Written by Paul Wartman
Just got home to Mississauga from Guelph. GO bus with bike – it’s perfect. Entered the house puffy and sweaty from the ride home when Mum meets me and, as usual, casually mentions that I should shower. She throws in “…maybe trim that beard, too”. Ooooo.
The beard symbolizes passage – an acceptance into a community. Perhaps it is into adulthood or the lumberjacks for some, but this beard was for the annual Guelph Organic Conference.
Mumma lion understands. The other bearded folks at the conference understand as well, especially a particular group of individuals. Let’s name them Furmbears, which is a mash of urban farmer. A couple of us Furmbears congregated with some rooted farmers after the keynote talk, titled The Greening of Agriculture: The Generational Challenges for Youth in Agriculture.
The Generational Challenges for Youth in Agriculture. Almost deserves its own line.

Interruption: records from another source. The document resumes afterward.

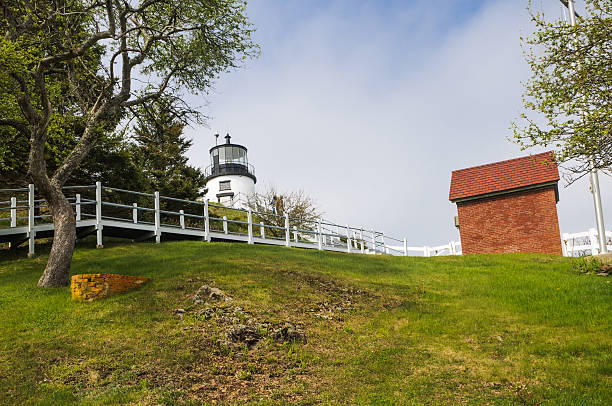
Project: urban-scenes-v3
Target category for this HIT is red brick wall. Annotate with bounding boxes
[457,186,562,255]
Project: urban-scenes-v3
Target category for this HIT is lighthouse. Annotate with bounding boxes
[204,134,257,208]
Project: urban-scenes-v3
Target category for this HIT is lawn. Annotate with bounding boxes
[0,242,612,405]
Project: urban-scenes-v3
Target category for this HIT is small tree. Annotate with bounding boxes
[513,0,612,182]
[0,0,257,286]
[248,186,323,237]
[132,99,206,206]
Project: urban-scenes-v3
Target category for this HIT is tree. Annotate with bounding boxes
[132,99,206,206]
[513,0,612,181]
[248,186,323,237]
[0,0,258,287]
[0,127,144,190]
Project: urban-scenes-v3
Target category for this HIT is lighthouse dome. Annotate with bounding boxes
[204,134,257,208]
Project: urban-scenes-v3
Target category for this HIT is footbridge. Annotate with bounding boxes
[0,182,459,256]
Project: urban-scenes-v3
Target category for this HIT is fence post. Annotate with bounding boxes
[74,193,81,221]
[28,183,36,257]
[96,182,104,248]
[370,229,376,254]
[11,197,17,227]
[285,213,291,247]
[589,228,599,255]
[204,199,210,242]
[563,233,574,257]
[155,192,161,244]
[346,225,352,254]
[359,227,365,254]
[247,208,253,244]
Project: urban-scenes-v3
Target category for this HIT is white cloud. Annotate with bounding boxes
[183,1,612,244]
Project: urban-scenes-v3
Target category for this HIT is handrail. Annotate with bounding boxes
[0,183,461,256]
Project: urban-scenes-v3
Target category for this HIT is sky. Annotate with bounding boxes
[180,0,612,245]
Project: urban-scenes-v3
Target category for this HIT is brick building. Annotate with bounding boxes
[449,152,562,255]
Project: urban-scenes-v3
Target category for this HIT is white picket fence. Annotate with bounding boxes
[563,228,612,257]
[0,182,461,257]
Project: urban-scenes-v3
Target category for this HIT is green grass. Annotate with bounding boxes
[0,242,612,405]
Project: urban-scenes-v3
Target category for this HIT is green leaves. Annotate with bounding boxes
[512,0,612,176]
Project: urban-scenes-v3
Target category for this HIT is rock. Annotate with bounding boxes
[272,325,307,344]
[226,324,261,347]
[193,285,232,304]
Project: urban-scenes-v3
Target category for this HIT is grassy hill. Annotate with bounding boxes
[0,242,612,405]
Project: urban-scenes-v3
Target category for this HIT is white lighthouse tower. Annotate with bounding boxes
[204,134,257,208]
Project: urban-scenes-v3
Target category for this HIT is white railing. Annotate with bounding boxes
[563,228,612,257]
[0,182,461,257]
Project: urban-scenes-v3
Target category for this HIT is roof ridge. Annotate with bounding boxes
[449,151,559,201]
[453,151,554,172]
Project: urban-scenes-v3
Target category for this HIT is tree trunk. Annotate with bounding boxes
[38,187,76,288]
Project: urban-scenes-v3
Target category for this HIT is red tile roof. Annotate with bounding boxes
[448,152,559,201]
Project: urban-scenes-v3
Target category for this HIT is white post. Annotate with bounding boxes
[11,197,17,227]
[28,183,36,257]
[346,225,351,254]
[204,199,210,242]
[96,182,104,248]
[285,213,291,247]
[247,208,253,244]
[589,228,599,255]
[563,233,573,257]
[74,193,81,221]
[359,227,365,254]
[154,192,161,244]
[564,0,608,255]
[370,229,376,254]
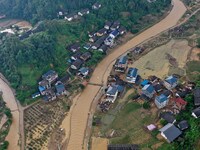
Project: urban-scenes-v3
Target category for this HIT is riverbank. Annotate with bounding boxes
[67,0,186,150]
[0,78,20,150]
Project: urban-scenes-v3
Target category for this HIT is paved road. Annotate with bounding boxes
[0,78,20,150]
[67,0,186,150]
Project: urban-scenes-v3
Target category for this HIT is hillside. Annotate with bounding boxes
[0,0,171,103]
[0,0,170,23]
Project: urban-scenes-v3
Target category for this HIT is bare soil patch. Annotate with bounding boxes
[130,40,190,78]
[91,137,108,150]
[15,21,32,29]
[189,48,200,61]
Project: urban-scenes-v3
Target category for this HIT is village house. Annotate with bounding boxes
[104,21,112,30]
[110,21,120,31]
[148,75,160,84]
[106,85,118,103]
[142,84,156,98]
[140,79,150,87]
[160,112,176,124]
[31,92,40,98]
[109,30,119,39]
[178,120,189,131]
[118,27,126,35]
[80,52,92,61]
[64,13,78,21]
[67,43,81,53]
[97,28,107,36]
[155,94,169,109]
[104,36,114,47]
[77,67,90,78]
[126,68,138,83]
[43,88,56,101]
[133,47,144,54]
[153,82,163,93]
[55,81,66,96]
[88,31,96,38]
[164,76,178,90]
[92,2,101,10]
[173,97,187,110]
[71,59,83,70]
[92,36,106,50]
[89,35,98,43]
[114,55,128,72]
[192,107,200,118]
[98,44,108,54]
[59,74,71,84]
[71,51,82,60]
[159,123,182,143]
[194,88,200,106]
[83,43,92,50]
[38,80,51,95]
[42,70,58,84]
[78,9,90,16]
[162,90,173,98]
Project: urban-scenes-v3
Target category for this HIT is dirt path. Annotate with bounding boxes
[67,0,186,150]
[0,78,20,150]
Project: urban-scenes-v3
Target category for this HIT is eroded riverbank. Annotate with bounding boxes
[64,0,186,150]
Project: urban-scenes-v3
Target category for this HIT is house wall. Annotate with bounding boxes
[142,90,155,98]
[155,100,169,109]
[126,77,136,83]
[106,92,118,103]
[164,81,177,90]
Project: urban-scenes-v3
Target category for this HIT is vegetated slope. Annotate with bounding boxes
[0,0,170,23]
[0,0,171,103]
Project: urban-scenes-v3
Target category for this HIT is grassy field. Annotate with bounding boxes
[186,61,200,80]
[130,40,190,78]
[93,96,165,148]
[108,103,159,144]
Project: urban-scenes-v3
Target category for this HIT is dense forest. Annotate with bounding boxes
[0,0,171,103]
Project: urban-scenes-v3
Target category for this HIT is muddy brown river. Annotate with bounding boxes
[66,0,186,150]
[0,0,186,150]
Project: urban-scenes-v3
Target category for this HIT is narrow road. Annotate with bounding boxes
[67,0,186,150]
[0,78,20,150]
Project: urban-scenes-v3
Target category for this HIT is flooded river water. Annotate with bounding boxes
[0,0,186,150]
[66,0,186,150]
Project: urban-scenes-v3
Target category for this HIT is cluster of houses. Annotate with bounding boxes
[88,21,126,53]
[58,2,101,21]
[32,70,67,101]
[66,21,126,77]
[99,52,200,143]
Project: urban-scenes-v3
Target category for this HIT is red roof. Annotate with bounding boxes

“We are operating in a huge society of fear. Fear of genetically modified organisms (GMO) contamination. Grow your hedgerows. This is changing! We will have freedom to grow food without fear”. The battle charge was led by Lisa Mumm of Mumms Sprouting Seeds. Hedgerows are powerful. They present a physical edge, a barrier, which is often meant to prevent something from crossing. Sectioned off fields and compartmentalized crops. But Lisa is right. Like this “society of fear”, the symbolism encompassed by a hedgerow is changing. With new laws against GMO contamination and growing support for farmers taking seed companies, such as Monsanto to court, farmers are becoming empowered again. Hedgerows are becoming areas for diversification. Bring in the pollinators and beneficial insects! Reduce the need for pesticides and watch that soil fungi population soar! Plant things like hazel nuts for a fantastic yield of protein and fats as well as buffering strong winds. Hedges of change.

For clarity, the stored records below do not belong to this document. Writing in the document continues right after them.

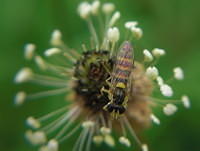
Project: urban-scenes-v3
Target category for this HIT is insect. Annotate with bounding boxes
[101,41,133,118]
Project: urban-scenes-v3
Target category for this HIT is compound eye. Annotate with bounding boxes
[106,104,114,113]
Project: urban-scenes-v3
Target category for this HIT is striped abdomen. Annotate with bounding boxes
[112,41,133,85]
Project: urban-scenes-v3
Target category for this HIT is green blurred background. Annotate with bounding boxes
[0,0,200,151]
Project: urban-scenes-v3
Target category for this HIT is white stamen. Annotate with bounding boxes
[152,48,165,58]
[156,76,164,86]
[142,144,148,151]
[109,11,120,27]
[146,67,159,80]
[82,121,94,128]
[104,135,115,147]
[100,127,111,135]
[15,91,27,105]
[44,48,61,57]
[25,130,47,145]
[173,67,184,80]
[91,0,100,15]
[47,139,58,151]
[143,49,153,62]
[150,114,160,125]
[160,84,173,97]
[119,136,131,147]
[24,44,36,60]
[131,27,143,39]
[181,95,190,108]
[35,56,47,70]
[50,29,62,46]
[14,67,33,83]
[26,117,40,129]
[124,21,138,29]
[102,3,115,14]
[107,27,120,43]
[163,104,177,116]
[93,135,103,145]
[78,2,91,19]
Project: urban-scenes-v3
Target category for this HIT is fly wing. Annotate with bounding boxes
[111,41,133,87]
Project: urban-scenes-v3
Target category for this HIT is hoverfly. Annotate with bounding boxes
[101,41,133,118]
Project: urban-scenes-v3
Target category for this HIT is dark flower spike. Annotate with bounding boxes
[14,1,190,151]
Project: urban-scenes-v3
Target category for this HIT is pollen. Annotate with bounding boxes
[14,0,190,151]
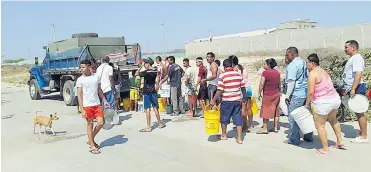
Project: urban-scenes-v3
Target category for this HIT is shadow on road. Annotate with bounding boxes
[100,135,129,149]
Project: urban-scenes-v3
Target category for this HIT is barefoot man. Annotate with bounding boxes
[76,60,110,154]
[210,59,247,144]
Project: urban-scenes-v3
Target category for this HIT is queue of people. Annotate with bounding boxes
[76,40,368,154]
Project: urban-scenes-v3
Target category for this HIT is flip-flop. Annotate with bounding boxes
[315,149,328,155]
[139,128,152,133]
[89,149,101,154]
[256,131,269,134]
[331,144,348,150]
[86,142,100,149]
[217,135,228,140]
[268,129,278,133]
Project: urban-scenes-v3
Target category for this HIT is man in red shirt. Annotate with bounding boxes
[210,59,247,144]
[194,57,209,118]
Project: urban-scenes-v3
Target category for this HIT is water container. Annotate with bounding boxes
[290,106,316,134]
[138,102,144,112]
[279,94,289,116]
[204,106,220,135]
[158,84,170,98]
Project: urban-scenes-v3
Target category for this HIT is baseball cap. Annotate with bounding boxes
[143,57,155,65]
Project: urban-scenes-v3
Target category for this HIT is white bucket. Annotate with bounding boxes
[279,94,289,116]
[290,106,316,134]
[158,84,170,98]
[348,94,369,113]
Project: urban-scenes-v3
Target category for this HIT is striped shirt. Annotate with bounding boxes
[218,68,246,101]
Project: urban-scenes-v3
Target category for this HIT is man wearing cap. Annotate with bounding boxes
[96,56,116,110]
[136,58,164,132]
[160,56,185,116]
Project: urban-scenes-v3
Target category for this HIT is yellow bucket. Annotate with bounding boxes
[122,98,131,111]
[251,97,259,115]
[204,105,220,135]
[157,98,165,112]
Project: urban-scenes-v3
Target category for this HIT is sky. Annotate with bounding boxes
[1,1,371,59]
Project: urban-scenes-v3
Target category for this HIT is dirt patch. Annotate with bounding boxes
[1,65,31,85]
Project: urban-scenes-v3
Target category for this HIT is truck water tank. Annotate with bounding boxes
[72,33,98,38]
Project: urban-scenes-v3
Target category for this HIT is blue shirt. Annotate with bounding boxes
[285,57,309,98]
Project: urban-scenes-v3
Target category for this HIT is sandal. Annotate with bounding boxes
[139,128,152,133]
[269,129,278,133]
[256,131,269,134]
[89,149,101,154]
[315,149,328,155]
[331,144,348,150]
[86,142,100,149]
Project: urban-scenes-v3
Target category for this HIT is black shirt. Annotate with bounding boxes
[139,70,157,94]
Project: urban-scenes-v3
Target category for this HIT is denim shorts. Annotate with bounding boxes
[220,101,242,126]
[143,93,159,109]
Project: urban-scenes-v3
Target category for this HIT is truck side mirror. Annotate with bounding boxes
[35,57,39,66]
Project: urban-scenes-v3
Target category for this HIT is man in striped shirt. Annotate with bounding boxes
[210,59,247,144]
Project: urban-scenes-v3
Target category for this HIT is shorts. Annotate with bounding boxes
[220,101,242,126]
[311,95,341,115]
[197,85,209,100]
[84,105,104,120]
[101,90,115,110]
[143,93,159,110]
[130,89,139,100]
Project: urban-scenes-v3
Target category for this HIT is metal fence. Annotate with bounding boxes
[185,24,371,57]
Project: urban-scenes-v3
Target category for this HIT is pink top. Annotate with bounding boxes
[312,69,337,100]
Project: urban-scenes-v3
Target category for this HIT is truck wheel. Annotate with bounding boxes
[63,80,76,106]
[72,33,98,38]
[28,79,41,100]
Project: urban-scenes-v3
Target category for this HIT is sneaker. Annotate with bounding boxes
[350,136,369,143]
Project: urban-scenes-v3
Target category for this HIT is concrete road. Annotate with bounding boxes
[1,84,371,172]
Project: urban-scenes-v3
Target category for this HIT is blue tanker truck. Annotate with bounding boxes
[28,33,141,106]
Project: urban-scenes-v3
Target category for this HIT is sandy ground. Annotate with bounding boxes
[1,84,371,172]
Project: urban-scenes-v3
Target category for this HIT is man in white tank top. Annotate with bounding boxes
[201,52,219,105]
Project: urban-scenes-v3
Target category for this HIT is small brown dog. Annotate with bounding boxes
[33,111,59,135]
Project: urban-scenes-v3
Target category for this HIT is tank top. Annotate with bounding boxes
[312,69,337,100]
[207,62,219,86]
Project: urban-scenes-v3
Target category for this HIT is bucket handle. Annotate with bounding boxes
[205,104,220,111]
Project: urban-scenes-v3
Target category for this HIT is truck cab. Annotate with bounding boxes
[28,33,141,106]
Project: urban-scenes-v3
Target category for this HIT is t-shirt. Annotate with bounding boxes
[285,57,309,98]
[343,54,365,92]
[198,65,207,85]
[129,77,138,88]
[137,67,146,88]
[262,69,281,95]
[97,63,113,93]
[76,74,100,107]
[139,70,157,94]
[168,63,184,87]
[218,68,246,101]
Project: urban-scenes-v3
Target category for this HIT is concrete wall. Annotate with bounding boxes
[185,24,371,57]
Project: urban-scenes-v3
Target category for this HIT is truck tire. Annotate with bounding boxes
[72,33,98,38]
[63,80,76,106]
[28,79,41,100]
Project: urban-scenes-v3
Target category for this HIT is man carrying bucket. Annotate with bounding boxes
[136,58,164,132]
[343,40,369,143]
[284,47,313,145]
[210,59,247,144]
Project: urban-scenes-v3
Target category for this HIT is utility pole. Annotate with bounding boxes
[160,23,165,58]
[208,29,212,51]
[52,24,56,42]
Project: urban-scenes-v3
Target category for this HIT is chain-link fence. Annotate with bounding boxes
[185,24,371,57]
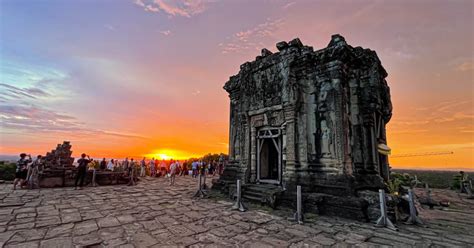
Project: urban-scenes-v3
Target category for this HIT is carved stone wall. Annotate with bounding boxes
[217,35,392,198]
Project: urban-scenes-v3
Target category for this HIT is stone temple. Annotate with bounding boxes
[213,35,392,220]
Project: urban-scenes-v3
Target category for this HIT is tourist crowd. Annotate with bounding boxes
[13,153,224,190]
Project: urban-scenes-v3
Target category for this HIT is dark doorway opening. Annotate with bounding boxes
[260,139,280,180]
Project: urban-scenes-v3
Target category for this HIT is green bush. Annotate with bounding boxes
[0,161,16,181]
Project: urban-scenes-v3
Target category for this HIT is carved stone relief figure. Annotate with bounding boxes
[320,120,332,158]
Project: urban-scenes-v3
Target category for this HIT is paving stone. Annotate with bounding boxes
[15,212,36,219]
[133,233,158,247]
[40,237,73,248]
[310,234,336,246]
[7,222,35,231]
[97,216,120,228]
[45,223,74,239]
[36,216,61,227]
[5,241,39,248]
[72,232,102,247]
[117,215,135,224]
[61,213,82,224]
[73,220,98,236]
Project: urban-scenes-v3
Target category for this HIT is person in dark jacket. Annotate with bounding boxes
[74,153,92,189]
[13,153,32,190]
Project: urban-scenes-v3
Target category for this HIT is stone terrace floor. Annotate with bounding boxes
[0,176,474,247]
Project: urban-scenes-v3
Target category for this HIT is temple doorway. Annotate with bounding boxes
[257,128,282,184]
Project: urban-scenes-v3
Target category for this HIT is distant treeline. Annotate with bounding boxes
[392,169,468,189]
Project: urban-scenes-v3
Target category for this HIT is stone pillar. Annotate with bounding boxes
[250,126,258,183]
[284,105,296,173]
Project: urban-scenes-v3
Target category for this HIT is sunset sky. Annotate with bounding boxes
[0,0,474,168]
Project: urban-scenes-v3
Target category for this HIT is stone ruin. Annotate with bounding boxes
[213,35,392,220]
[43,141,74,169]
[39,141,128,188]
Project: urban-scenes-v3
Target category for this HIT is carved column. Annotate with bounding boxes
[284,105,296,169]
[250,126,258,183]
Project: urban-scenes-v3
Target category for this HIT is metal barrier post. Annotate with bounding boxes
[405,189,423,225]
[194,174,206,198]
[295,185,304,224]
[375,189,398,231]
[92,168,97,187]
[232,180,247,212]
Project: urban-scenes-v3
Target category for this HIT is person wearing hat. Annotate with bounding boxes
[13,153,32,190]
[74,153,92,189]
[27,155,43,189]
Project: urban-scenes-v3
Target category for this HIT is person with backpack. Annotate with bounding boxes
[74,153,92,190]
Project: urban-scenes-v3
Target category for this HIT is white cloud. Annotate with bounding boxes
[160,30,171,36]
[104,24,115,31]
[219,19,284,54]
[281,2,296,9]
[134,0,211,17]
[456,61,474,72]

Empower the farmer and they will thrive, bringing the environment and their supportive communities in their rear guard.
Supportive communities are bringing up the rear guard. It’s definitely been an uphill battle with a huge rock on their shoulders, but consumers are beginning to see their hard work pay off. Melissa Baer of Vibrant Farms brings in the role of the consumer. Sharing her story of growing up on a farm – family owned for 200 years – Melissa remembers eating the food at university after an upbringing on organic food, “Health issues abound”. She goes on to rally the march, “Our health is our responsibility! Not chemical companies. Not governments. Ours.” She’s right. We have the alternatives at our fingertips: CSA’s, local farms and markets, local and organic food in grocery stores. Demand more of this and continue supporting those that are pioneering this path so that we are “not learning from a broken system” but a new one that is motivated by passion for the environment and our wellbeing.
It is those that hold this passion [perhaps even a beard] that will guide our future in agriculture.
I’d also like to throw in something that didn’t get covered (time was short). The extreme shifts in local weather due to global climate change. That drought last summer was a sampler of what could be the norm in 10 or so years. How were you folks affected by the drought? As consumers/ producers?
As a producer and consumer I strongly support more diverse and perennial-based systems that are local and abundant in number. Let me know what you think and I’ll share the who/what/where/when/why in another post.